This includes the RIA’s portfolio management process. The firm’s agency model portfolio (described below) includes a 20% allocation to alternatives, which some may consider high for a retail wealth management firm. And this allocation is not made through alternative platforms such as iCapital or CAIS, but through Procyon’s proprietary funds.
Antonio Rodriguez, Partner and Chief Investment Officer, Procyon, Provides an inside overview of RIA’s 50/30/20 model portfolio.
The following content has been edited for length and clarity.
WealthManagement.com: What is included in your model portfolio?
Antonio Rodriguez: If you were to compare what we do to a normal 60/40 portfolio, we would say it would be 50% equity, 30% fixed assets and 20% alternative investments.

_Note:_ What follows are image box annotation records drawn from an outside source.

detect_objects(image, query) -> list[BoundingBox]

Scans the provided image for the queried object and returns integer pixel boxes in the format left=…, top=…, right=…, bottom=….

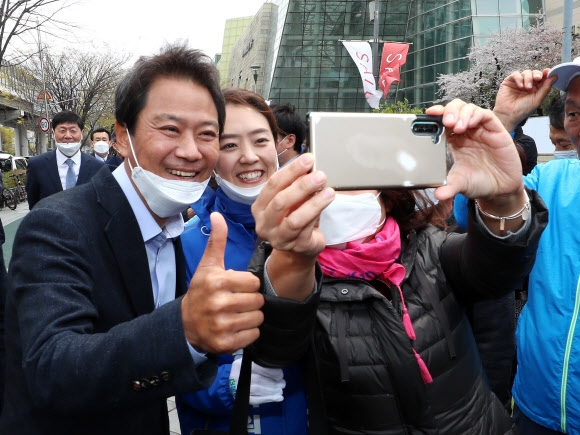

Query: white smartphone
left=310, top=112, right=447, bottom=190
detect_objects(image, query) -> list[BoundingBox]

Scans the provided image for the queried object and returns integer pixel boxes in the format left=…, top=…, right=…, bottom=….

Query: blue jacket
left=512, top=159, right=580, bottom=434
left=176, top=187, right=308, bottom=435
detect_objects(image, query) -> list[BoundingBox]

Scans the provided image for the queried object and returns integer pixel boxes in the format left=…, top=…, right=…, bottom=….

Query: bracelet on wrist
left=475, top=198, right=531, bottom=231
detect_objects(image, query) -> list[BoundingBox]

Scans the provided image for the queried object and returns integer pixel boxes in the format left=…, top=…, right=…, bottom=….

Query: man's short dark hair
left=271, top=104, right=306, bottom=153
left=115, top=44, right=226, bottom=133
left=51, top=110, right=85, bottom=130
left=547, top=95, right=566, bottom=130
left=91, top=127, right=111, bottom=140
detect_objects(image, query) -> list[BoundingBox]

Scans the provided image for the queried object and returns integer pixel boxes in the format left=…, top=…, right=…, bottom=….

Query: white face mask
left=554, top=150, right=578, bottom=159
left=319, top=193, right=383, bottom=246
left=93, top=140, right=109, bottom=154
left=214, top=171, right=266, bottom=205
left=127, top=130, right=209, bottom=218
left=54, top=141, right=81, bottom=157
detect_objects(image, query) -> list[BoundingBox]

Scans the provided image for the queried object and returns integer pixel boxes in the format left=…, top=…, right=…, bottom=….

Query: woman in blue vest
left=176, top=88, right=308, bottom=435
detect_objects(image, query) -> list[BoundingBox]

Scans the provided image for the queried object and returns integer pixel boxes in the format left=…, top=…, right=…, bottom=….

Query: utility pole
left=36, top=20, right=50, bottom=124
left=371, top=0, right=380, bottom=83
left=562, top=0, right=573, bottom=62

We mostly use passive strategies on the equity side, mostly on the equity side, whether it’s large-cap, small-cap, mid-cap, international markets or emerging markets, individual ETFs. And then we’re also going to use some thematic ETFs, like cybersecurity oil. We purchased some specific energy-related ETFs in late 2020 and held them for a few years.
On the fixed income side, we use active managers and try to keep our duration close to the benchmark.

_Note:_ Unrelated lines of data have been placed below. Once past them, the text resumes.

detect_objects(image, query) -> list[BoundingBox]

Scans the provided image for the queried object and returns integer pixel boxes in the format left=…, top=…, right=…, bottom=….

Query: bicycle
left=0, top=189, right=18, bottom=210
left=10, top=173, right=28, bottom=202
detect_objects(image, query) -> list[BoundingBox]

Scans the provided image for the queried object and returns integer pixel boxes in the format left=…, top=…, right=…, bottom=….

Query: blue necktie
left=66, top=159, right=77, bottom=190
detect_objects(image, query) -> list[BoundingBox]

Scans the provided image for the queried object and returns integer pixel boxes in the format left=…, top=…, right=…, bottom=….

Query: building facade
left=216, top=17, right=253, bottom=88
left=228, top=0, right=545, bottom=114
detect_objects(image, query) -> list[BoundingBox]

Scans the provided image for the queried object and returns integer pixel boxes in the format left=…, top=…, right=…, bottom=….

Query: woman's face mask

For alternatives, if the client qualifies, we primarily use our two funds. If they don’t qualify, then we will only use one of the private funds they qualify for and look for an alternative (possibly a 40 Act fund) to act as an agent for our fund.
WM.com: What are stocks and bonds? What drives these configurations?
Augmented reality: The primary factor driving allocations is the voting membership of our Macro Investment Committee. Every quarter, we survey all members of the committee. We weigh the answers and act accordingly. We essentially asked them, “If you were 60/40 or whatever the goal was, what would be your tactical weight? Here’s the weight last time and here’s how you answer today.”
We use benchmarks to measure our success. On the equity side, our benchmark is 75% Russell 3000 and 25% ACWI (ex-U.S.)
On the fixed side, there is only the Bloomberg Aggregate Bond Index.On the private side, there is no real Benchmark there. It’s more of a manager-to-manager relationship.
We often replace or augment our equity or fixed income targets with individual securities or SMAs. We do have a range of equity portfolios that are managed internally and have multiple SMA managers within the firm covering both equities and fixed income.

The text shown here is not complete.